Page:Brassard - Les Mémoires d'un soldat inconnu.pdf/23

Cette page a été validée par deux contributeurs.
17
les mémoires d’un soldat inconnu

— Oh ! ça ne sert à rien de chercher : la mort ça vous garde les secrets.

— Et mourir alors que la guerre est finie, c’est bête.

— L’armistice, heu ! Avant qu’on sût partout, les doigts continuaient de presser les détentes, et les pruneaux tombaient à gauche, à droite, un peu comme les derniers grains d’un orage de grêle, et ça trouait.

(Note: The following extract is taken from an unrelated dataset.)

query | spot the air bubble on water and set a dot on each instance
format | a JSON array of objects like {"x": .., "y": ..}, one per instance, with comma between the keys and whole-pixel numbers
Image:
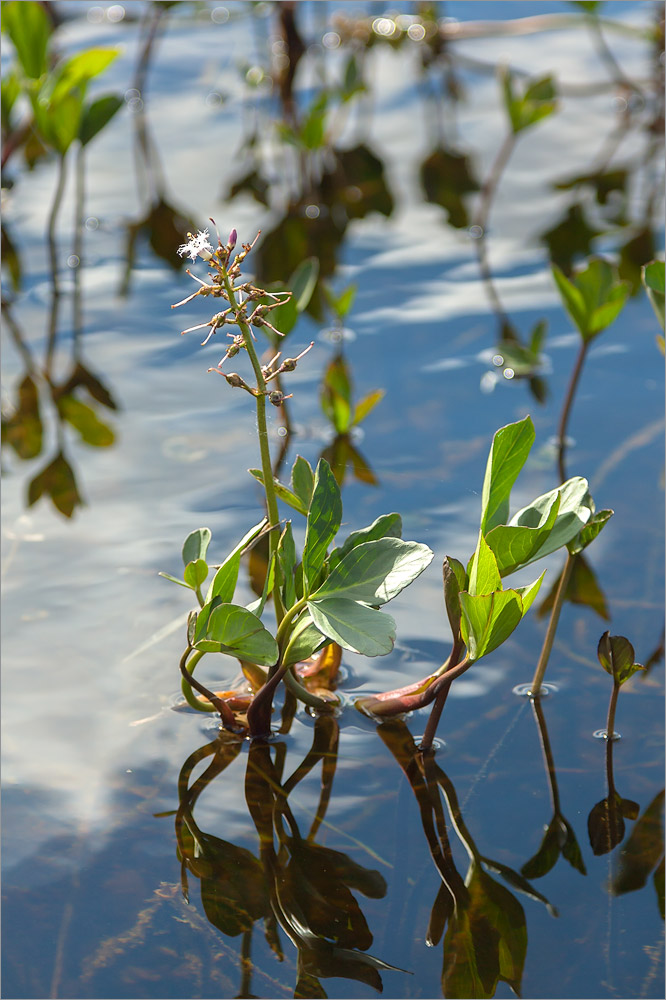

— Ah ! tais-toi, vieux, ça me fait mal dans l’cœur quand je pense que ces balles auraient pu rester dans les fusils. Ah ! les derniers coups qui ont tué inutilement ! Les pauvres bougres qui sont tombés et qui savaient que ça achevait, ce qu’ils ont dû essayer de le boucher le trou par où se sauvait la vie ! Voir la femme et les mioches tout proches, et, tout à coup, la culbute fatale ! Leur âme a dû ricocher par le hameau avant de se rendre à la barrière céleste. Ah !… Ah ! passe-moi ta gourde ; j’ai besoin d’une lampée. Ça se coupe avec de l’eau le rhum, mais j’ai un bol de larmes dans le gosier. Donne…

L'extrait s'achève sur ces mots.